グォングォンと古い音を立てる換気扇に、徐々に目が覚めていく。
「日替わり何にしよう。年明けってお客さん来るのかなぁ」
水の貯まった大鍋を火にかけて、お湯を沸かす。
その間に冷蔵庫の食材を確認しながら、ランチの準備を進めていく。
「そういえば、ポセさんにアサリをたくさんもらったんだっけ。
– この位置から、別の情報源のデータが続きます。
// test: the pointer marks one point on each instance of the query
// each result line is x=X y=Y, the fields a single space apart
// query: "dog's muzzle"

日替わりパスタは、ボンゴレか――」
五口のコンロにスープやカレーの入った鍋を、どんどん並べて火にかける。
フル稼働で火が灯ったコンロは、暖炉のように暖かい。
コンロに手をかざして温まっていると、最初に火にかけたパスタ用の湯がフツフツと沸き始めた。
「お湯、一杯いただきますよっと」
パスタ用の大鍋からレードルで一杯、お茶を淹れるためのお湯をすくう。
レードルのお湯はティーバッグの入ったカップへ入れ、パスタ鍋の湯に塩を加える。
「今日は休み明けだし、パスタ多めに――このぐらいかな」
大量のパスタを大鍋に広げ入れ、底に着かないように混ぜながら茹でていく。
特大の菜箸でパスタを混ぜながら、お茶を一口。
「ふぅ……あったけぇ……」
ホッと一息ついたところでスマホを取り出し、ステータス画面のアプリを開いた。
ラディルの親愛度画面の一番上位に、虹色に光るアリエスのアイコン。
「やっぱりラディルが選んだのは、アリエスなんだな」
本来の原作ゲームとは全然違うストーリー分岐だったので、確証はなかったけど。
まさかスマホのステータスアプリで、確信することになるとはな。
そのままなんとなく、ぼんやりとスマホ画面をスライドしていく。
「あれ? このアイコン……フェルミス君?」
スキル画面の顔アイコンをタップして、スキル内容を確認。
エアスラッシュにヒールウィンド、それにスキル合成。
間違いない、フェルミス君のアイコンだ!
「いつ食事を一緒に……祭りのとき!?」
そういえば、屋台の後ろで一緒に宴会してたっけ。
はは……ちゃっかりしてるな、ラディルのやつ。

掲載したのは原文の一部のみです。